Semenjak hamil, aku mengubah cara bicaraku terhadap keluarga dan juga teman temanku menjadi aku–kamu, karena aku tak ingin nantinya bayiku meniru hal hal yang kurang baik.

"Nasha, laki lo tuh pinter masak, ngapain lo minta gue yang gak pernah ngotak atik dapur ini buatin lo makanan!" serunya kesal.

"Otak atik, motor kali ah," sahut Tito yang duduk disebelahku. Ia asyik mengelus perutku dan berbicara dengan bayi kami seakan bayi dalam perutku bisa membalas perkataannya.

Darian menghela nafas lelah, "Berasa babu gue disini."

"Baru ngeh lo Yan kalau lo selama ini dijadiin babu ama Nasha."

Refleks aku mencubit lengan Tito hingga ia berseru kesakitan.

"Sakit yang," ucapnya mengusap lengannya yang kucubit.

"Makanya, ngomongnya gak usah gitu. Aku gak pernah anggap Darian babu. Darian tuh malaikat penolongku, gak kaya kamu, nyusahin."

"Yang, itu kan bukan salah aku. Kamu aja yang sensi sama aku. Masa bulan kemarin kamu tiap lihat wajah tampan aku bawaannya muntah mulu sampai kamu harus pindah kerumah Daddy dan malah ninggalin aku."

"Makanya aku bilang kamu tuh nyusahin aku."

Tito diam, cemberut karena perkataanku sementara Darian hanya geleng geleng kepala dengan kelakuan absurd kami.

"Berasa nonton drama gue, sumpah." ucapnya meninggalkanku berdua dengan Tito.

"Yan, jangan lupa omeletnya ya."

"Bodo, buat sendiri. Gue mo pulang." ujar Darian yang suaranya menjauh. Sial, jangan bilang dia malah kabur. Argh!!!! nyebelin.

#

Hari ini rumah terasa sepi. Aku hanya sendiri bersama Mbok Nah. Sejak dua hari yang lalu Tito pergi keluar kota mengecek pembangunan cafe keduanya yang mengalami masalah hingga Tito harus turun tangan sendiri untuk mengatasinya.

Aku bosan berada dirumah, tak ada sesuatu yang bisa kulakukan. Hingga pada akhirnya aku berniat untuk mengunjungi Darian dikantornya. Sejak Darian kabur dari rumahku, sepertinya Darian mulai mengindariku. Ia jarang mengangkat telepon dan membalas pesan dariku. Aku ingin memberikan kejutan untuknya.
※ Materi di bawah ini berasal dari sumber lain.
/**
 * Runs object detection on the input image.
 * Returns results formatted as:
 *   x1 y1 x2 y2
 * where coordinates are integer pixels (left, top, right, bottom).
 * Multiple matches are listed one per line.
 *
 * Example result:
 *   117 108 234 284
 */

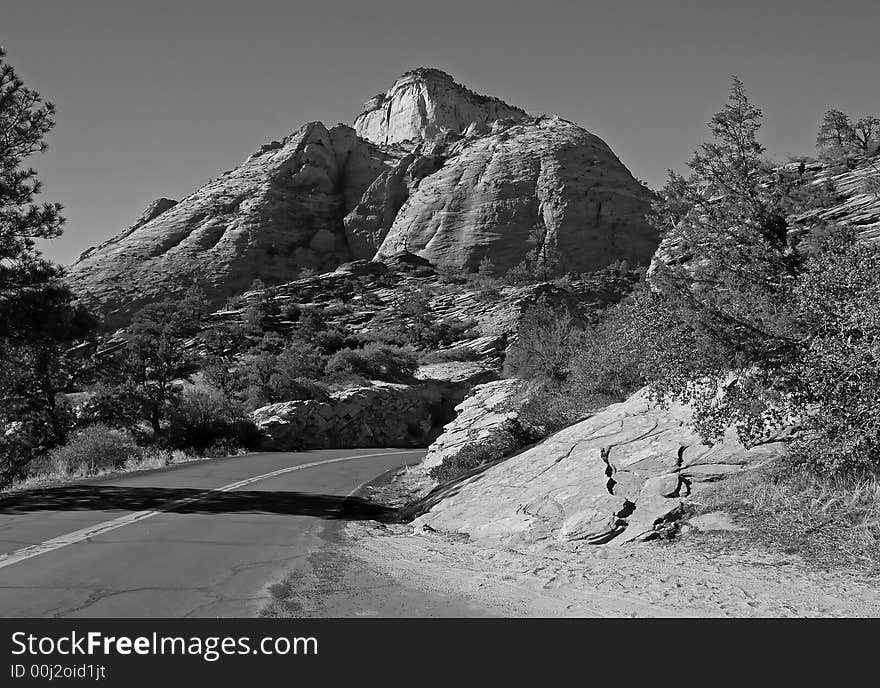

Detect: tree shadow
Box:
0 485 399 523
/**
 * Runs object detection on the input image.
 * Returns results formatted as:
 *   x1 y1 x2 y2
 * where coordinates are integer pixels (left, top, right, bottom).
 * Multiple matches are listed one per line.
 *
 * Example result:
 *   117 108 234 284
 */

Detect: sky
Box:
0 0 880 263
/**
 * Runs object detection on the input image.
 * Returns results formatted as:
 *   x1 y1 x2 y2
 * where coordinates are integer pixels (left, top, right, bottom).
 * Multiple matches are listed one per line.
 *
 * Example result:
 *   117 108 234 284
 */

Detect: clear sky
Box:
6 0 880 263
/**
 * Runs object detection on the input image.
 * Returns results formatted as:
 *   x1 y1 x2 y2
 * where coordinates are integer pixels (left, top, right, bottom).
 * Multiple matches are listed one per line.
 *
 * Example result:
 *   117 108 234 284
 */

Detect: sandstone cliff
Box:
354 67 527 144
68 69 656 327
372 117 657 271
69 122 398 325
414 391 784 546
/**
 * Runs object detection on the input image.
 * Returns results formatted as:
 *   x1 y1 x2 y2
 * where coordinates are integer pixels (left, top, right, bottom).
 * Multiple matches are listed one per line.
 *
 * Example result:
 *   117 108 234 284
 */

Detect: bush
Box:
419 346 480 365
35 424 143 475
504 298 574 381
326 343 418 382
166 385 260 451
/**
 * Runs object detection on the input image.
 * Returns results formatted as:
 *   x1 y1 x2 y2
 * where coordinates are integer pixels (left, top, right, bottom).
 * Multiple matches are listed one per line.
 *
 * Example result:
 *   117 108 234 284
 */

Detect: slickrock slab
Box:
414 390 784 546
68 122 402 325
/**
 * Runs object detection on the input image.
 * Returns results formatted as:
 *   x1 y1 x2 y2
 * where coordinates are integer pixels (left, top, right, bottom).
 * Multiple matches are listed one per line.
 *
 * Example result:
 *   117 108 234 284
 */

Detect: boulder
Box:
419 379 523 473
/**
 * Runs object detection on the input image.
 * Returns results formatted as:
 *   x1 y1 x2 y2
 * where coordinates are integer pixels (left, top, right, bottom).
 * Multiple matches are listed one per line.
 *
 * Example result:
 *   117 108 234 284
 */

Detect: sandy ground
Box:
340 521 880 617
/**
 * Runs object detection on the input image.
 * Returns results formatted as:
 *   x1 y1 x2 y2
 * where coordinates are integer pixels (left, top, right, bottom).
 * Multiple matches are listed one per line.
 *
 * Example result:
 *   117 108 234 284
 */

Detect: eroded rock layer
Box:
354 67 528 144
372 117 657 271
414 391 785 545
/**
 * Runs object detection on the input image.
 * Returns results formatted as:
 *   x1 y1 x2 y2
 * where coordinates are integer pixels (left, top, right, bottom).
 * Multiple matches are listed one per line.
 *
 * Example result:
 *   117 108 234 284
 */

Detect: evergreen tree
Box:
0 49 96 484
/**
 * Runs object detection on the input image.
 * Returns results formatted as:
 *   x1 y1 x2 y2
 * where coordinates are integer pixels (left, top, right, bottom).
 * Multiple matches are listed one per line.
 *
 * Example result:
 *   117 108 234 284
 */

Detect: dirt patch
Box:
345 522 880 617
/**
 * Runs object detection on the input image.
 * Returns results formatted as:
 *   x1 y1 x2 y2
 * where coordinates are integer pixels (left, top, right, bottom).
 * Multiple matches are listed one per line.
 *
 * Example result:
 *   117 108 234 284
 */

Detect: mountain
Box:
354 67 528 144
368 117 657 272
69 122 406 325
68 68 656 327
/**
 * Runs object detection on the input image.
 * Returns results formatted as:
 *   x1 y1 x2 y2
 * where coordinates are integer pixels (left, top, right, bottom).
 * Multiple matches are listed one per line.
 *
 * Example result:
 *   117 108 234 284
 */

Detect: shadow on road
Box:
0 485 399 522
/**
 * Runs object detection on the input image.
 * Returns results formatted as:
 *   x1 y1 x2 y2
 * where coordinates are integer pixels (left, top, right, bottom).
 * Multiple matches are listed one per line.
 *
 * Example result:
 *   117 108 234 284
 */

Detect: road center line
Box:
0 450 418 569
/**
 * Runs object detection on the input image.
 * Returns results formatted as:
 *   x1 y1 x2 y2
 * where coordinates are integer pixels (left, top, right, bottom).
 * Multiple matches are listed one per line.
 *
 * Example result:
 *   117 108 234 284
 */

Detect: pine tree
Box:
0 49 96 484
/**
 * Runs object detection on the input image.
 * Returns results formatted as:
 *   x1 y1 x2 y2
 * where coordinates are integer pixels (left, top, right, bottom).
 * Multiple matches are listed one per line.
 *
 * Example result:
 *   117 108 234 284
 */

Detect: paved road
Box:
0 449 424 617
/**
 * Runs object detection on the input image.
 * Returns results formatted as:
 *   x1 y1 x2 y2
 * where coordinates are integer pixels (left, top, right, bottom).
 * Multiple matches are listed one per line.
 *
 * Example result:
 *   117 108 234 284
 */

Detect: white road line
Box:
0 450 418 569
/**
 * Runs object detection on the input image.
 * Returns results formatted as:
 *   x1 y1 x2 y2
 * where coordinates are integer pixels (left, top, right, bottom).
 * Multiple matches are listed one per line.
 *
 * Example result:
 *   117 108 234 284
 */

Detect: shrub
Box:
166 385 260 451
419 346 480 365
326 343 418 382
36 424 143 475
504 297 574 381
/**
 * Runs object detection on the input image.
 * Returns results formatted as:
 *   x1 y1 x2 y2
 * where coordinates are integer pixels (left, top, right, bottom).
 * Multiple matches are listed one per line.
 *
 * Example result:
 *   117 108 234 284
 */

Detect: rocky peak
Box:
354 67 528 144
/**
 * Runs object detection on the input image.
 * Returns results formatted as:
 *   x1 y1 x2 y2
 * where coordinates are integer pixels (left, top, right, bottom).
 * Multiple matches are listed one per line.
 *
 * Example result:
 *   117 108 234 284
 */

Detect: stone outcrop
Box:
419 379 523 472
782 156 880 241
414 391 784 546
253 382 449 451
372 117 658 271
354 67 528 144
69 122 406 325
68 69 656 327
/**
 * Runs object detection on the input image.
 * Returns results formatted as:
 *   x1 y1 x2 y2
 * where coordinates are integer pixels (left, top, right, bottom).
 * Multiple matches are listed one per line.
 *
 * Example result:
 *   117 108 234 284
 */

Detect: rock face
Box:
370 117 658 271
354 67 528 144
419 380 522 471
253 383 446 451
68 68 656 327
783 156 880 241
69 122 398 325
414 392 784 545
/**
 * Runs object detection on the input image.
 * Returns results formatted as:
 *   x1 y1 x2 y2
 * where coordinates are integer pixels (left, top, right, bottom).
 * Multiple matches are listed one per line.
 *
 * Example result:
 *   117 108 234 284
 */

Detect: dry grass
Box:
694 465 880 575
6 449 207 492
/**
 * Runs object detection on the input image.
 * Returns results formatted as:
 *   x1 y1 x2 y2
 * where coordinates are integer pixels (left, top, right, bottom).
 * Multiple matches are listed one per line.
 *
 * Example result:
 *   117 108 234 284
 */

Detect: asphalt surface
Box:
0 449 424 617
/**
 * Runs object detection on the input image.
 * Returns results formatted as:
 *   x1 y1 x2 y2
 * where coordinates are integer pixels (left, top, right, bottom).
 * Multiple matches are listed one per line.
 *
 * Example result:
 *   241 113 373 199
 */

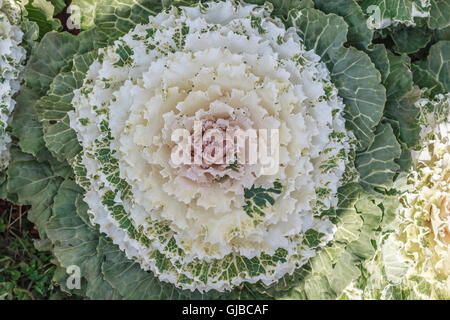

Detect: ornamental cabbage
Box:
0 0 450 299
0 0 26 170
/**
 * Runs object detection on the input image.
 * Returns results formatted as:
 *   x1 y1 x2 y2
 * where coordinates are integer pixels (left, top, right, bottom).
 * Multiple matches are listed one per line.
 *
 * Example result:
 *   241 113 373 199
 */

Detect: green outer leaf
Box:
47 180 120 299
25 0 62 39
428 0 450 29
7 147 62 239
390 25 432 54
365 44 390 82
94 0 163 41
314 0 373 50
361 0 420 23
293 9 386 150
413 41 450 94
355 124 401 189
384 52 413 101
12 0 408 299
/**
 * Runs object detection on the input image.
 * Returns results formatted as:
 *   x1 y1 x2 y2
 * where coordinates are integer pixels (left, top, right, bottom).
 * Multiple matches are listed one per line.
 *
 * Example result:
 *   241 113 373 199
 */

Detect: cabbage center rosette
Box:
0 0 26 169
69 2 353 291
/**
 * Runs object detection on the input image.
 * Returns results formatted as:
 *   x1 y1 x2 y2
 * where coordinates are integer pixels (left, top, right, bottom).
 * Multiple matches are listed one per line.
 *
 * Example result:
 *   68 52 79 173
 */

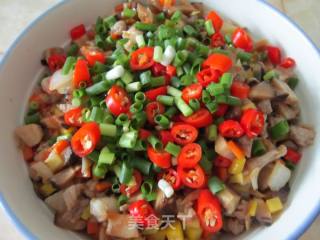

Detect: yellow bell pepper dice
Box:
266 197 283 213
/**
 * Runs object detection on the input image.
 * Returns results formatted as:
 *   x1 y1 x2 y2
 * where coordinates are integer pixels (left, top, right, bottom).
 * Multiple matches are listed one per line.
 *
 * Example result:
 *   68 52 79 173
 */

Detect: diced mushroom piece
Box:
271 78 299 105
45 190 67 212
50 166 80 188
257 100 273 114
15 123 43 147
30 162 53 182
90 197 118 222
63 184 84 210
54 199 89 231
225 218 245 235
110 20 127 36
249 82 275 100
244 145 287 190
217 188 240 215
289 125 315 147
214 135 234 159
239 136 253 158
107 212 140 239
277 103 300 120
256 199 272 225
137 3 154 23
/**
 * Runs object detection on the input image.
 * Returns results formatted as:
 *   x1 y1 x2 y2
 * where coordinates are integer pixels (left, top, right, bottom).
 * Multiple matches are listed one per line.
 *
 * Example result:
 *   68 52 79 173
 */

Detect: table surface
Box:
0 0 320 240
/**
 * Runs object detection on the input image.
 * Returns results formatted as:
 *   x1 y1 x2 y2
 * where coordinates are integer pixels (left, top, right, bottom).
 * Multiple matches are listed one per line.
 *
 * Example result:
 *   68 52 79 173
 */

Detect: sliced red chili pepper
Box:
64 107 82 127
146 102 165 125
171 124 198 145
144 86 167 101
178 143 202 168
230 81 250 99
266 46 281 65
280 57 296 68
196 189 223 233
211 32 226 48
180 108 213 128
130 47 154 71
206 11 223 32
106 85 131 116
240 109 264 138
81 46 106 67
120 170 142 197
214 104 229 117
147 145 171 169
232 27 253 52
181 83 202 103
284 148 302 164
160 168 182 190
139 128 151 140
202 53 232 73
177 165 206 189
214 155 232 168
219 120 244 138
72 59 91 88
197 68 221 87
48 54 66 73
70 24 86 41
159 130 174 146
71 122 101 157
128 199 158 228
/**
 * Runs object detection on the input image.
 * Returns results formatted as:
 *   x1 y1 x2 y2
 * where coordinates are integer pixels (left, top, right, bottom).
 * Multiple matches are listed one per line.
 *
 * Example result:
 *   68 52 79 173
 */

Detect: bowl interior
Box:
0 0 320 240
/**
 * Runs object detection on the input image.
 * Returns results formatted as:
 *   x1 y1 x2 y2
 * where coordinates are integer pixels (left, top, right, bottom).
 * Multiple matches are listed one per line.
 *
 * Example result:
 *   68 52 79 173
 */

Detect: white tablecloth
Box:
0 0 320 240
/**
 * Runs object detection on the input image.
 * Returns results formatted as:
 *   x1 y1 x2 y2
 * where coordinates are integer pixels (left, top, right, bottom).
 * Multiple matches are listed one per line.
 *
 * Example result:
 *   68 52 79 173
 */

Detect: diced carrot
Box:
87 221 99 235
96 182 112 192
21 146 34 162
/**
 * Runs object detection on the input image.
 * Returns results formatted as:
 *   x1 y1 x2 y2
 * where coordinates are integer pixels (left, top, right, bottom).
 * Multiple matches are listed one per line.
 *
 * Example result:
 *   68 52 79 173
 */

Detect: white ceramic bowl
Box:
0 0 320 240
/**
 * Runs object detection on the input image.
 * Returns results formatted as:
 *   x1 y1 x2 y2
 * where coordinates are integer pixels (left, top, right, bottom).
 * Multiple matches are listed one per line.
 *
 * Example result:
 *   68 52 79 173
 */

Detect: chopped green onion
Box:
132 158 152 176
189 99 200 111
153 46 163 62
174 97 193 117
207 124 218 142
208 177 225 194
140 71 151 85
251 139 267 157
207 83 224 96
99 123 117 137
270 120 290 140
24 112 41 124
134 22 157 32
287 77 299 90
202 89 211 104
148 135 163 150
157 95 174 106
119 162 133 184
164 142 181 157
98 147 115 166
126 82 142 92
220 73 232 88
164 106 178 119
154 114 170 129
86 81 110 96
134 92 146 103
122 8 136 18
263 70 279 81
119 131 138 148
167 86 182 97
206 101 218 114
150 76 166 88
62 57 76 75
204 20 215 36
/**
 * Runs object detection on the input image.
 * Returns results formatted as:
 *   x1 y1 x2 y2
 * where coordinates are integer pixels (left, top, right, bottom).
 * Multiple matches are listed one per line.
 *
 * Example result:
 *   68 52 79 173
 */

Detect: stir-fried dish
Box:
15 0 315 240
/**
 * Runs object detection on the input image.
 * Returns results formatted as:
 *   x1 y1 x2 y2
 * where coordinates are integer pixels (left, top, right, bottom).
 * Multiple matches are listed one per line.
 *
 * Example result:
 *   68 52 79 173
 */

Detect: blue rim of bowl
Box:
0 0 320 240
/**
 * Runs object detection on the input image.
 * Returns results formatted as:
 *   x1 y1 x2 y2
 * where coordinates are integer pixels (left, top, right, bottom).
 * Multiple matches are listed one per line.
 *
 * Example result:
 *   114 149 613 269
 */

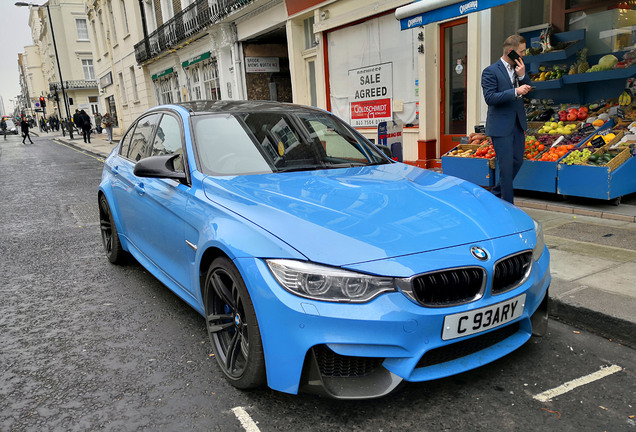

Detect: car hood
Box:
203 164 533 266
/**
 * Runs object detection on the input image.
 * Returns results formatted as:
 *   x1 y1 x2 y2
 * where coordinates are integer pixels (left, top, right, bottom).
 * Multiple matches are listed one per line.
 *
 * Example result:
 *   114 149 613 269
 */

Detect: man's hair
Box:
504 35 526 55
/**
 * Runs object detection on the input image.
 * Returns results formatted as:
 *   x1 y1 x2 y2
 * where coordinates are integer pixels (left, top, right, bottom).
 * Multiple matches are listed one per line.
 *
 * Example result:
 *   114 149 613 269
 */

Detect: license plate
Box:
442 294 526 340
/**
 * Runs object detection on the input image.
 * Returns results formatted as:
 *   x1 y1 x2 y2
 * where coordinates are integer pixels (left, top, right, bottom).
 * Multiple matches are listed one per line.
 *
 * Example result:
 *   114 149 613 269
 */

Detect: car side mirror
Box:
133 154 186 182
376 144 393 159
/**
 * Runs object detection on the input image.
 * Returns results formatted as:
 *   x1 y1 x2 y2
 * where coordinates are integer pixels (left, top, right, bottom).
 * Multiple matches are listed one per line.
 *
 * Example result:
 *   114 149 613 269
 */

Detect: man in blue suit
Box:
481 35 531 203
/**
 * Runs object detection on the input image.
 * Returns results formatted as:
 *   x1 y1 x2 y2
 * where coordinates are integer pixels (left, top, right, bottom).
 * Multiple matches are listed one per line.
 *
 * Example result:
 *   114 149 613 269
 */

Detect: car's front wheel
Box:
99 195 124 264
203 257 265 389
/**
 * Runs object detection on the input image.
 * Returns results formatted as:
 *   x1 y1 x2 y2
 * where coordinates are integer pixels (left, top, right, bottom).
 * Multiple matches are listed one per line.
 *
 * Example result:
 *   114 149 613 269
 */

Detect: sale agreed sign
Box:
349 63 393 127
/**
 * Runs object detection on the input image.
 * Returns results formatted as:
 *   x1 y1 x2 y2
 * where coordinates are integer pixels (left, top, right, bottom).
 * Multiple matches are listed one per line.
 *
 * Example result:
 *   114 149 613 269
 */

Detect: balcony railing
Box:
49 80 97 92
135 0 254 64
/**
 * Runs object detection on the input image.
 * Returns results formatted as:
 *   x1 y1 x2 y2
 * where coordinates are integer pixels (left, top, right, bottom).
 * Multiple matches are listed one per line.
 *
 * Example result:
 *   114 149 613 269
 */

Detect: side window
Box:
119 125 135 158
128 114 161 162
151 114 184 171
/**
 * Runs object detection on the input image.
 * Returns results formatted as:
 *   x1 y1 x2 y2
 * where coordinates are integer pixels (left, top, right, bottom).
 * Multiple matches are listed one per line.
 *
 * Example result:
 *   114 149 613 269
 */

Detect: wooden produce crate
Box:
557 149 636 200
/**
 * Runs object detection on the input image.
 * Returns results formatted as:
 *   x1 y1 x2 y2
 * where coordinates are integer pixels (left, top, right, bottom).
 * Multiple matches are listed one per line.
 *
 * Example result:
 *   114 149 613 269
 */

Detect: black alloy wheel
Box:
203 257 265 389
99 195 124 264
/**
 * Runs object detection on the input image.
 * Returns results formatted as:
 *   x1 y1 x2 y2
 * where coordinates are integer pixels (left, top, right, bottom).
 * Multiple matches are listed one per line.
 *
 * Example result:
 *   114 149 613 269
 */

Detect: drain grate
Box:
69 203 99 225
545 222 636 250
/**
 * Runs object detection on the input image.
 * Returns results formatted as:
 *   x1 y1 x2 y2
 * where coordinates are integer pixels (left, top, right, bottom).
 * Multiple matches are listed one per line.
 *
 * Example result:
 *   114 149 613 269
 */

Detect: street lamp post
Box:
15 2 73 139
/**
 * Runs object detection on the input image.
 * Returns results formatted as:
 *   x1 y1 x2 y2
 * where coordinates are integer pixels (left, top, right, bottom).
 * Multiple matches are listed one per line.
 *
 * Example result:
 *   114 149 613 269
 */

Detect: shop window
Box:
151 114 183 171
565 1 636 55
206 59 221 100
75 19 89 40
303 16 316 49
128 114 161 161
327 14 418 127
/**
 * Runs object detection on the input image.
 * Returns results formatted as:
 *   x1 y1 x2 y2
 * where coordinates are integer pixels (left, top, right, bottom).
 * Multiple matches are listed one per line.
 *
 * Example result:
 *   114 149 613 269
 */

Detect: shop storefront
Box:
181 51 221 100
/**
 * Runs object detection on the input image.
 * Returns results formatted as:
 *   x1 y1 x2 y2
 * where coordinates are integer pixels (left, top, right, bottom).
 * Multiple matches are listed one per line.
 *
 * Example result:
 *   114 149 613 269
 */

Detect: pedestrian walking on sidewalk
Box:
481 35 531 203
80 110 92 143
20 116 33 144
102 113 113 143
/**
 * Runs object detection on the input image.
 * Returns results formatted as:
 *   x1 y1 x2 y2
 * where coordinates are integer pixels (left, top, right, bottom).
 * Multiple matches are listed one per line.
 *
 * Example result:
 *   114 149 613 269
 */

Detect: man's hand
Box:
515 57 526 77
516 84 532 96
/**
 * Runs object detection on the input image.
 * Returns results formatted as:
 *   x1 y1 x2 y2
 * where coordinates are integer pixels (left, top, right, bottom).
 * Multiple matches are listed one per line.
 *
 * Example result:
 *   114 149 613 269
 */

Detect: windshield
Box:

Sesampainya didepan gedung perkantoran milik Darian , aku kembali mencoba menelpon Darian karena sedari tadi ia tak mengangkat panggilan dariku.

"Duh, Yan kamu dimana sih? Kenapa gak diangkat telponku," gerutuku kesal.

Akhirnya, setelah kali ke tiga Darian tak menjawab panggilanku, aku memutuskan untuk langsung menuju keruangannya. Namun begitu sampai didepan ruangan, seorang perempuan dengan dandanan cukup menor yang kutebak sekretarisnya Darian menghalangiku dengan memegang pergelangan tanganku.

"Maaf ibu,ibu siapa? Kok seenaknya mau masuk keruangannya pak Ian?" ucapnya dengan nada judes.

Aku menepis tangannya,"Kamu gak tau siapa saya? Sekretaris baru ya?"

Kamu telah mencapai bab terakhir yang dipublikasikan.

⏰ Terakhir diperbarui: Mar 28, 2016 ⏰

Tambahkan cerita ini ke Perpustakaan untuk mendapatkan notifikasi saat ada bab baru!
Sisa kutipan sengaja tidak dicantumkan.